Dr. Jesper Levring Andersen, Associate Professor at the University of Copenhagen
Dr. Jesper Levring Andersen is associate Professor and Executive Head of the Department of Food and Resource Economics at the University of Copenhagen. He received a Master's degree in Economics from the University of Copenhagen in 1996 and a doctorate from the Royal Danish Veterinary and Agricultural University in 2005. He has an advisory role with the Public Sector Ministry of Food, Agriculture and Fisheries, advising the Danish Ministry of Environment and Food on fisheries, and is involved in providing scientific advice to the European Commission on fisheries issues.
Fisheries development in Denmark
1.After Brexit, how can other EU member states better maintain their fishery in the exclusive economic zones of the United Kingdom? In what way should Denmark view the restrictions from the UK?
The agreement does not prohibit EU fishermen from fishing in the UK EEZ. They can do it as they have always done, but the available quotas have been reduced for specific species. Whether this will result in changed behavior by the fishermen in form of fishing more in the EU EEZ could be an outcome, but I don’t see any reason for such a behavioral change, unless the individual quotas become so small that it is not economically viable to sail so far in order to catch it. This also goes for the Danish fishermen.
2.The decision by the UK about leaving the European Union causes a range of negotiations, and these negotiations prolonged. During this period, has the Danish government taken any measures to make up for the economic losses?
No. During the negotiation period, things continued as normal. Some fishermen might have waited with investments in a new vessel or gear upgrades etc., but the daily fishery generally continued unchanged. After the agreement was reached, EU is currently setting up a compensation scheme. The actual scheme and its conditions is currently unknown to me.
3.In the context of global climate change, are there any suggestions for the sustainable development of Danish fisheries?
There are funds set aside for projects to reduce the environmental impact of fishing activities. Fishermen can apply for subsidies related to upgrading an engine for instance or introducing a new gear, which reduces environmental impact of eg. trawling.
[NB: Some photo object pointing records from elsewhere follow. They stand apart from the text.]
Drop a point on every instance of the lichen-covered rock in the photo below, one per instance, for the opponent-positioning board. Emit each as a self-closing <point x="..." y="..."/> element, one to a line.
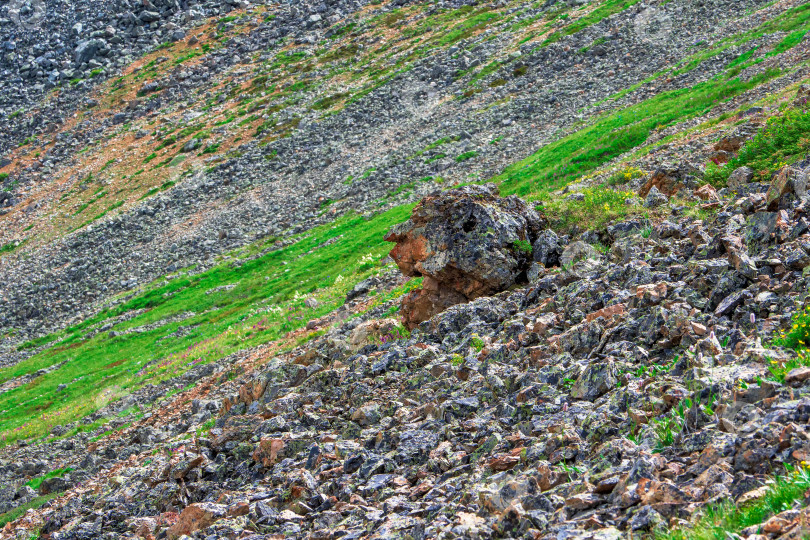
<point x="596" y="380"/>
<point x="466" y="243"/>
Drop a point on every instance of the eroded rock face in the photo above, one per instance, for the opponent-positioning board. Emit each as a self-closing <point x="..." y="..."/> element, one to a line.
<point x="466" y="243"/>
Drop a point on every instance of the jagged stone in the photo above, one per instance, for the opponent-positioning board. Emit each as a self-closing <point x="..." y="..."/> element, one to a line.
<point x="466" y="243"/>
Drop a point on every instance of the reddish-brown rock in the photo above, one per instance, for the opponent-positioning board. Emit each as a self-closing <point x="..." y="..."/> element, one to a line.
<point x="466" y="243"/>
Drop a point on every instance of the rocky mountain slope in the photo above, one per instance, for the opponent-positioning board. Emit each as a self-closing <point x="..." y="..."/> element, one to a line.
<point x="202" y="334"/>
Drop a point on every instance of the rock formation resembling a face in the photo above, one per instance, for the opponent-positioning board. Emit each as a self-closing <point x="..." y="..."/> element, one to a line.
<point x="466" y="243"/>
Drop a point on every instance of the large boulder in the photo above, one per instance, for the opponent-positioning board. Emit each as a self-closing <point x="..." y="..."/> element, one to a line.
<point x="465" y="243"/>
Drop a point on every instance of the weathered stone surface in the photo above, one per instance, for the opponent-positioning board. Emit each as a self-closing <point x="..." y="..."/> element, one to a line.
<point x="195" y="517"/>
<point x="469" y="242"/>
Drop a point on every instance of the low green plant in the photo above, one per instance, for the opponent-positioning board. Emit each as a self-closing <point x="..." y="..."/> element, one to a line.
<point x="466" y="155"/>
<point x="16" y="513"/>
<point x="783" y="140"/>
<point x="727" y="519"/>
<point x="523" y="246"/>
<point x="624" y="176"/>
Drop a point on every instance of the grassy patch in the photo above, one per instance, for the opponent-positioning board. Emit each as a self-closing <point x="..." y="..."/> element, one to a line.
<point x="797" y="338"/>
<point x="783" y="140"/>
<point x="722" y="521"/>
<point x="593" y="208"/>
<point x="35" y="483"/>
<point x="613" y="134"/>
<point x="18" y="512"/>
<point x="233" y="306"/>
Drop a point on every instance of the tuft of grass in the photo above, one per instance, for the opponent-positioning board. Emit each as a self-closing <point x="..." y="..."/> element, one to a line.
<point x="725" y="520"/>
<point x="624" y="176"/>
<point x="797" y="338"/>
<point x="601" y="205"/>
<point x="16" y="513"/>
<point x="35" y="483"/>
<point x="783" y="140"/>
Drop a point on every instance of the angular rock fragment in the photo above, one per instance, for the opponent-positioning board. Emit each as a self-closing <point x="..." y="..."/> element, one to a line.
<point x="466" y="243"/>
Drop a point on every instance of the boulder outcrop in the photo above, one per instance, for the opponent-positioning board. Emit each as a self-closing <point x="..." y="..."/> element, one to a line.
<point x="465" y="243"/>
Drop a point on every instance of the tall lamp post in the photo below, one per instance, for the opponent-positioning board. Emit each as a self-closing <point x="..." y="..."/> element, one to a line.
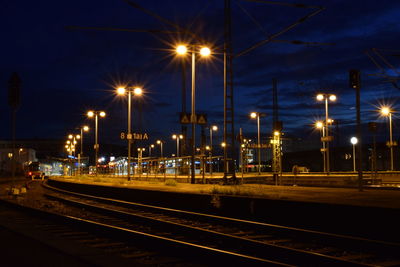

4.In recent years, the Arctic has been gaining popularity. Does the Danish government have any plans for Arctic fisheries?
Greenland is a part of the Danish commonwealth of the Realm, but have their own sovereign government, which sets the management of the fishery around Greenland. I don’t know of any current official plans for developing the fishery in this area following opening of new fishing opportunities following increase sea temperatures.